The language states that Daniels should be recalled for:
• Referring to the Troy City Charter as a “whimsical” document.
• Declaring during an office hours forum that the homosexual lifestyle is dangerous.
• Publicly attacking city employees during a meeting while reading a 20 minute position paper into the record.
• Failing to support a more than $8.4 million federal investment in the city by voting against a proposed transit center on three occasions.
Binkowski said nearly 9,300 signatures were submitted to the Oakland County Elections Division June 12. A total of 14,832 voters cast ballots in the 2011 Troy Mayoral election — 7,709 for Daniels and 7,094 for Council member Robin Beltramini.

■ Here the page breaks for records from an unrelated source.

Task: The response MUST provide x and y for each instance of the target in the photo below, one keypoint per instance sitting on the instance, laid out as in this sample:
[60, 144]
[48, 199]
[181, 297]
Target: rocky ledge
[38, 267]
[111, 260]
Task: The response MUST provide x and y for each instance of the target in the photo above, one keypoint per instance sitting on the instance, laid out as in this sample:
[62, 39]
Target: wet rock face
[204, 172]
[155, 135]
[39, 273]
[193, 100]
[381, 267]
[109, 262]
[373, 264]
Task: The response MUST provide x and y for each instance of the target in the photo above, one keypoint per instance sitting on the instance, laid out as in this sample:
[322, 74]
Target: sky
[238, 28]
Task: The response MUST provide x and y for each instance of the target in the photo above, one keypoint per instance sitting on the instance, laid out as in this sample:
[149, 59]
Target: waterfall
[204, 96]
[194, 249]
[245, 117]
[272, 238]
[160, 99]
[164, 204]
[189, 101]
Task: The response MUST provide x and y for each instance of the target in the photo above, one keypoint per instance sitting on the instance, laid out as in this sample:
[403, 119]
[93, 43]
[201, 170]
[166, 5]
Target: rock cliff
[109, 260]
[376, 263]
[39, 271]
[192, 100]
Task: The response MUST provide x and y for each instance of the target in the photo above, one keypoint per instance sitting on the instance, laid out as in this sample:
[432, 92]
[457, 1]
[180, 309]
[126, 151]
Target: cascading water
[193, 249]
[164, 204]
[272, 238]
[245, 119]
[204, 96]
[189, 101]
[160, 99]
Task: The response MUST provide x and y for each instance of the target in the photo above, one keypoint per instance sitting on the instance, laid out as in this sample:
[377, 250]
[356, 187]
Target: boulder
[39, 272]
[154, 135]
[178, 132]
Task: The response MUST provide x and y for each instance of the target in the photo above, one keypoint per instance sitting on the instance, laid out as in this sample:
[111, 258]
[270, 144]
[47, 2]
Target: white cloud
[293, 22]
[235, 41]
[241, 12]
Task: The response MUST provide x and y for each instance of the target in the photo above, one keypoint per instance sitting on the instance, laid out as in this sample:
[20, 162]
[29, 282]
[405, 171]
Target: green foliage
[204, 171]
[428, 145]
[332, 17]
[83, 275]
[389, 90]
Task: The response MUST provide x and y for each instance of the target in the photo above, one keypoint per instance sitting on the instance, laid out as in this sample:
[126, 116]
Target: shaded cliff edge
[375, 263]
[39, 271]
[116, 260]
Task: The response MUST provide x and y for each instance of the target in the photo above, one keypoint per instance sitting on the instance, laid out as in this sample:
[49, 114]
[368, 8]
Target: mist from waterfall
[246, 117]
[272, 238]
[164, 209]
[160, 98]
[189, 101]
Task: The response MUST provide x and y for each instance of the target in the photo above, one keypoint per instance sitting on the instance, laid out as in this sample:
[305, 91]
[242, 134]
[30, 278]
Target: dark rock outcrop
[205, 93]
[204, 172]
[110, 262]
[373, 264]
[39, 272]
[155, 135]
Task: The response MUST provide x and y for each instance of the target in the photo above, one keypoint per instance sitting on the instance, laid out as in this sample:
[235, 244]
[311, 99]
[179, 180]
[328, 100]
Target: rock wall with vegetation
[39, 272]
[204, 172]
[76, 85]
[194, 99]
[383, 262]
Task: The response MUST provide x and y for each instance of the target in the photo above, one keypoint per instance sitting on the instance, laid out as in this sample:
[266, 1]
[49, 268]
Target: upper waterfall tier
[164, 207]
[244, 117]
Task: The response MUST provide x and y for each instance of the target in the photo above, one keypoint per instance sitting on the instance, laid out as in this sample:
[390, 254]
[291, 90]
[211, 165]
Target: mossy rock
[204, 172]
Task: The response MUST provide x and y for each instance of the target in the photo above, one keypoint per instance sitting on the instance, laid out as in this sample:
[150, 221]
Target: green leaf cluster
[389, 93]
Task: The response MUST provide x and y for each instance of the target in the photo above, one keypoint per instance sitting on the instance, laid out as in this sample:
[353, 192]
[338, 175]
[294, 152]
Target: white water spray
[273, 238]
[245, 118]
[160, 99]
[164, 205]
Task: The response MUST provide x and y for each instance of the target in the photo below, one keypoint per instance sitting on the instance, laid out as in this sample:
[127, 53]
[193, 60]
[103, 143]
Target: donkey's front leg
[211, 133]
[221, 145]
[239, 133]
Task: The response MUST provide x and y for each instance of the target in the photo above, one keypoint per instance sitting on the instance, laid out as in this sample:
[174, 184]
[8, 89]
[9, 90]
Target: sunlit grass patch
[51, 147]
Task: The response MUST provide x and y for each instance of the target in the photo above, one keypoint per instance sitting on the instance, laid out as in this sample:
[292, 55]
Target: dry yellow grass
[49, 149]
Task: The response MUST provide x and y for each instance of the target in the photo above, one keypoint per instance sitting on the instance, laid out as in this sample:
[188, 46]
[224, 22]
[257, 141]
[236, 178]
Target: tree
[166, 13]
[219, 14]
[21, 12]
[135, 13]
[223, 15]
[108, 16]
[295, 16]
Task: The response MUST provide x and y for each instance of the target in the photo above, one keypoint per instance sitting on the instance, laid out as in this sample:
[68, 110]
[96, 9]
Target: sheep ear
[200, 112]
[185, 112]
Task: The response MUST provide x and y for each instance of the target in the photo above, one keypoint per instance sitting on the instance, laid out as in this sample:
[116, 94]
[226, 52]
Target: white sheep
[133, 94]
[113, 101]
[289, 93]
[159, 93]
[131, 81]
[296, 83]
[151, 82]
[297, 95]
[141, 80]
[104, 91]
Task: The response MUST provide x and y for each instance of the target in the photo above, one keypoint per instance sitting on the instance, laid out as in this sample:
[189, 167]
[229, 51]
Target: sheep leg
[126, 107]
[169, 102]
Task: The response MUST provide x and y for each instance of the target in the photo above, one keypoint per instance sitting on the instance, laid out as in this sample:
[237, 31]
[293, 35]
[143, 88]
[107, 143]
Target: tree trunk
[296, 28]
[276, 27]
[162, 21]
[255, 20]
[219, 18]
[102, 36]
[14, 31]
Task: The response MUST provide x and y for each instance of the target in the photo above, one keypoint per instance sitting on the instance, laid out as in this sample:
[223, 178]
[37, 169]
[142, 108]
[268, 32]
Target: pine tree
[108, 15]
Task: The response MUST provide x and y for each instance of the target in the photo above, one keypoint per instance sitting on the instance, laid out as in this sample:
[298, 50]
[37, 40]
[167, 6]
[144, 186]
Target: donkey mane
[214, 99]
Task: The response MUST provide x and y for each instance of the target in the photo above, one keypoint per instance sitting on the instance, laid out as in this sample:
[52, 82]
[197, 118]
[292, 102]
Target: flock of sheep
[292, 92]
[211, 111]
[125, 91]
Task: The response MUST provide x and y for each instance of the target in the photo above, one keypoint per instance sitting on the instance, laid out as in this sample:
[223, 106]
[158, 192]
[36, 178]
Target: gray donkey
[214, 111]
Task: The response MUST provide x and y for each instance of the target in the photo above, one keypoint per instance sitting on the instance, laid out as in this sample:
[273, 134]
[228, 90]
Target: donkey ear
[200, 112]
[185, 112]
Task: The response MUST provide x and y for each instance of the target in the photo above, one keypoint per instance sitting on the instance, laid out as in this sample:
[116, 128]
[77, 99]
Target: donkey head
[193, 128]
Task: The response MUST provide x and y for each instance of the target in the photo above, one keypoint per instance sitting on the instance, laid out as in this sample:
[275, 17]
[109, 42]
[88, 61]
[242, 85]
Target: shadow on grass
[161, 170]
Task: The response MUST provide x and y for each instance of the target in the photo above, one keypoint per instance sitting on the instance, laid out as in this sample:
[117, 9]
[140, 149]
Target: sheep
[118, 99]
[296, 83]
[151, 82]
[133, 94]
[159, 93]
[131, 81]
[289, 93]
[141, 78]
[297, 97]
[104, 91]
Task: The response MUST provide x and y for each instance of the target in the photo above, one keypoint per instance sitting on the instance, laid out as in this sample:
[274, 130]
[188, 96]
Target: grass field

Binkowski said the committee conducted a thorough internal validation process before the signatures were submitted.
In a press release dated July 16, the Recall Janice Daniels committee said the recall effort would move to the next phase: raising the funds necessary to educate the public about “the failures of Janice Daniels and her dangerous ideas.”
Further, it states: “The recall campaign looks forward to the November ballot, when responsible leadership will be restored to the city of Troy.”
“I have an obligation to my many supporters to challenge this unwarranted political attack,” Daniels said. “I think I am a wonderful mayor, and I just need to get that message out in spite of a partisan, unsupportive media.” She noted that she includes the Troy Times in that statement.
On her website, www.janice formayor.com the Committee to Elect Janice Daniels accepts donations to fight the recall effort.
The mayoral recall question will appear on the presidential ballot Nov. 6. Nearly 79 percent of Troy voters turned out in the 2008 presidential election, compared with 26 percent turnout in the 2011 mayoral election.